Christopher Columbus landed on Antigua in 1493 and named the island Santa Maria de la. Early Spanish settlement was replaced by English rule from 1632, with a French interlude in 1666. The islands were granted independence from British rule on the 1st November 1981. They remain members of the British. Commonwealth.
Reliable trade winds throughout the season, which runs from December to May, make Antigua and Barbuda a great yacht charter destination. Coral reefs and abundant marine life make for great snorkelling and scuba diving.
Antigua offers all the types of yacht charter; bareboat charter, skippered and crewed yachts, catamaran, sail and motor and super yacht charter.
Antigua has an international airport, with daily flights from many cities throughout the world. The East Caribbean dollar is the official currency but both US Dollars and Euros are used and major credit cards may be accepted in hotels, restaurants and some shops.
Creole cusine predominates on the islands. The national dish of Antigua is fungie and pepper pot. Fungie is a dish almost entirely made from cornmeal and very similar to the Italian polenta. Other local dishes include ducana, seasoned rice, saltfish and lobster from Barbuda. There are also local confectionaries which include: fudge, peanut brittle, raspberry and tamarind stew and sugarcake. Good international cusine is also widely available.
Antigua is home to the famous English Harbour that lies on the island’s southern coast. Nearby Shirley Heights is famous for “Jump Up”, BBQs and punch parties with live music and dancing.
To the east of English Harbour is Falmouth Harbour, major yachting centre in its own right. Home to Nelson’s Dockyard, the only working Georgian dockyard in the world. There is a museum dedicated to Admiral Lord Nelson who used English Harbour as his Caribbean base in the late 18th century. Nelsons Dockyard is an active yachting centre and the bay now has three large marinas and the Antigua Yacht Club.

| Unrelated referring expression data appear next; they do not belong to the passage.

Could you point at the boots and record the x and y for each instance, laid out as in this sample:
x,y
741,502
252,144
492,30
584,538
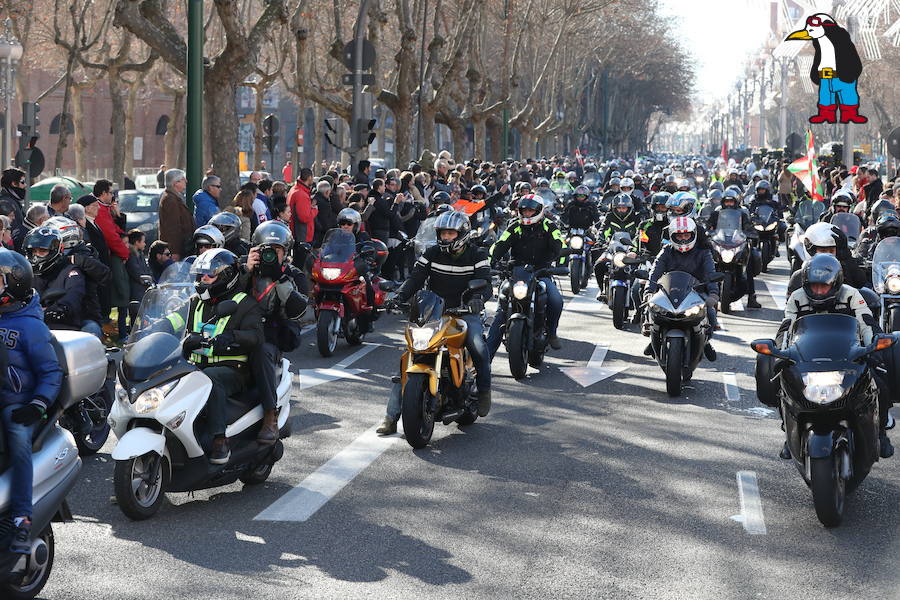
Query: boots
x,y
268,433
827,114
849,114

Green Island, at the mouth of Nonsuch Bay on Antigua’s east shore, offers an unspoilt anchorage.
St. John’s is the capital of Antigua and lies on the islands west coast. Here you will find good provisioning. Five Island Harbour, just south of St. John’s, offers a choice anchorages in which good shelter can be found whatever the winds direction.

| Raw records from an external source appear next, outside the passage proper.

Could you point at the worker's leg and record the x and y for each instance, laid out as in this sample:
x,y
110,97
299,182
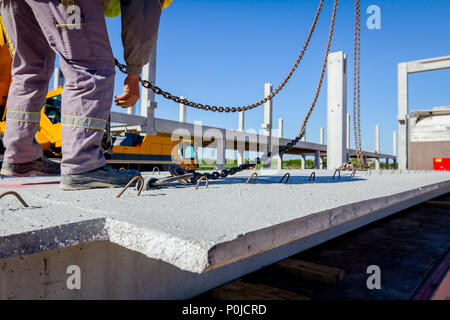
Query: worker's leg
x,y
80,37
32,67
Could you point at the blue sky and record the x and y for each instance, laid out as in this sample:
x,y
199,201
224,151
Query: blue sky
x,y
222,52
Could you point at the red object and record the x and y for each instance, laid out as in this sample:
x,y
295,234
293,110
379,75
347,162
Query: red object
x,y
441,164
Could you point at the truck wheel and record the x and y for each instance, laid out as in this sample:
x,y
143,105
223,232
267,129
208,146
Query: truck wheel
x,y
2,148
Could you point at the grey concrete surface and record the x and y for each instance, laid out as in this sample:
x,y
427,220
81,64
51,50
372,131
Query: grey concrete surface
x,y
200,230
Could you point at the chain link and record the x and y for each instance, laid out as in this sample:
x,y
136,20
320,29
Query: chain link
x,y
224,173
357,86
148,85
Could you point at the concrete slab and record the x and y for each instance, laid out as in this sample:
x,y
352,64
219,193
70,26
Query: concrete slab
x,y
200,230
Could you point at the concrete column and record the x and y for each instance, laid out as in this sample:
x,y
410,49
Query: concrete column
x,y
182,112
221,152
148,103
394,148
58,78
347,124
377,146
336,109
348,130
280,135
267,125
241,148
402,116
317,160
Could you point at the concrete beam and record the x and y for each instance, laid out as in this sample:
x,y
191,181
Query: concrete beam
x,y
426,65
336,109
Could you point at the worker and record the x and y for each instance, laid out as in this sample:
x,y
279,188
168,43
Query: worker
x,y
36,30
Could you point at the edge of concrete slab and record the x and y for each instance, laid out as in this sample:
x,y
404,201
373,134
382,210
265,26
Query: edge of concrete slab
x,y
276,236
199,257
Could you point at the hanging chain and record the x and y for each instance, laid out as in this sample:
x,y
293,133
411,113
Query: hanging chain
x,y
283,149
177,171
148,85
356,86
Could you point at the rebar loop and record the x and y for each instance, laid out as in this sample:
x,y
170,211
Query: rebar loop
x,y
337,171
254,174
288,175
140,186
16,195
200,180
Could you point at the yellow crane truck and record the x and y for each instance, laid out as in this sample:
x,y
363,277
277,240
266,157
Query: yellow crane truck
x,y
130,150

Jolly Harbour, on the south coast is a large complex of boatyards, marinas, restaurants, and shops.
Redonda, Antigua’s out-island, lies 30 miles to the southeast. It is completely uninhabited
Barbuda lies 20 miles to the north of Antigua and offers good sailing and a number of lovely anchorages on its west and south sides. Codrington Lagoon is on the west side and is seven miles long with pink sandy beaches. Codrington, Barbuda’s largest town is worth a visit while here. Many other pleasant beaches can be found on the island often covered with shells.
Every April sees the Antigua Classic Yacht Regatta, hosted by the Antigua Yacht Club. And in May there is the Rolex Antigua Sailing Week. This local sailing week has grown into an international event attracting competitors from the world over and combines top quality yacht racing and an unforgettable social scene.